Just a few days ago, my best friend Jasmin texted me a link to a newspaper article about a Tennis instructor in my town that was just charged with sexually assaulting an underage student and risk of injury to a minor. I read the entire article and I was disgusted. This abuse of his students went on for years, starting around 2011, the same year I was a sophomore . . .
Unlike his other victims, I was lucky enough to avoid an experience of sexual assault.
I am now a Junior in college. My sorority’s local philanthropy is the largest anti-sexual assault organization in America – R.A.I.N.N or Rape, Abuse, and Incest National Network. Every year, my sisters and I break out our porch swing and swing on it for 32 hours straight. We call it our annual Swing-a-thon! Students and faculty notice us and we start conversations about sexual assault awareness. We have a lot of fun all day and night while raising funds for R.A.I.N.N and educating our peers on a subject they should be familiar with, whether they are a victim or not.
While preparing for this year’s swing-a-thon, I came across Project Unbreakable. This project showcases thousands of survivors’ stories through powerfully simple photographs such as this one:
The founder, Grace Brown got the idea to start this movement at the young age of 19 when a friend of hers told her a personal story of sexual assault.

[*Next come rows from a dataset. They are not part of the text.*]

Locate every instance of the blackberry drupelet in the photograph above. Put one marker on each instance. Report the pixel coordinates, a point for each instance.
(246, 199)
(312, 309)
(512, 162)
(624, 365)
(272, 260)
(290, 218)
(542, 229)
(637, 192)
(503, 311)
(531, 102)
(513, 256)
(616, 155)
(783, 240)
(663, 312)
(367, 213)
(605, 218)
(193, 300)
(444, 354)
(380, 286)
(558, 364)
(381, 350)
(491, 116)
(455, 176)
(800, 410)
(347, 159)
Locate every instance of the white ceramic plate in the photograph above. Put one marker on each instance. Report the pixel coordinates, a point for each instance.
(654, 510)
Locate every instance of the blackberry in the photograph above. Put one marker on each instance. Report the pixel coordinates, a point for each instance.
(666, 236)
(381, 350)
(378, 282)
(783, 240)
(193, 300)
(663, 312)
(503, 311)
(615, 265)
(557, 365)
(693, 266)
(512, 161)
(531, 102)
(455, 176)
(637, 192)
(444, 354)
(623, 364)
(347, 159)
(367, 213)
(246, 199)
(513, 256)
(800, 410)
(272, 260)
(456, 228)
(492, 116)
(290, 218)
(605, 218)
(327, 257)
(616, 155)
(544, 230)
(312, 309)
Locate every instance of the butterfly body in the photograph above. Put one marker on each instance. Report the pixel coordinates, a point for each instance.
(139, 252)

Here are some submissions to Project Unbreakable:
Sexual offenders can be male or female, young or old, black or white, a family member, “friend” or a stranger. Many say things like, “I don’t want to hurt you” to inflict the victim with feelings of guilt. It’s the offender’s way of saying, “You wouldn’t be in pain if would stop fighting.”

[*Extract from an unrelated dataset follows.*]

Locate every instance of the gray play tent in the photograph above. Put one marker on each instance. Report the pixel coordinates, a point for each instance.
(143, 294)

The sad truth is that only about 30% of cases of sexual abuse are reported.* Victims understand that when someone forces you to do something it is not right. However, most feel embarrassed by it or they may not know the facts, so they don’t understand what has actually happened to them. Therefore, they don’t report incidents as rape or molestation.
According to the United States Department of Justice,
“Sexual assault is any type of sexual contact or behavior that occurs without the explicit consent of the recipient. Falling under the definition of sexual assault are sexual activities as forced sexual intercourse, forcible sodomy, child molestation, incest, fondling, and attempted rape.”*
While many victims struggle with reporting their assaulters, some try to find an answer as to why this was done to them by communicating with friends and family. The reality is that not everyone is going to be supportive of the victim. However, some victims are lucky enough to find those special people who understand the facts and can provide support and a shoulder to lean on.
To any and all survivors: you possess the most human quality of them all – trust in others. You don’t see the need to question a person’s motives because you see the best in everyone you meet. Negativity? Your open mind has no room for it! You take pride in your sensitivity to emotions. You have nothing to hide and nothing to hold back. That is why you are a free bird. Bottled up emotions? They kill you. You must let things out. You need to cry and you don’t really care who sees. You’re human and you’re not one bit ashamed. Embracing one’s emotions in their most raw state shows exceptional strength. With that strength, you will not only survive, you will thrive in this world.
If you yourself are here today regardless of an experience with sexual assault, don’t label yourself as a victim. You are a survivor.
If you know someone who has suffered from any form of sexual assault, it is important to be aware of the facts to prevent yourself or someone you know from being in danger.
Please check out RAINN.org. It is like a gold mine of valuable information and advice. RAINN has a 24/7 confidential hotline (1-800-656-HOPE) as well as an online hotline: online.rainn.org, both are absolutely free.
- *Finkelhor, D., “The Prevention of Childhood Sexual Abuse,” Future of Children, 2009, 19(2):169–94.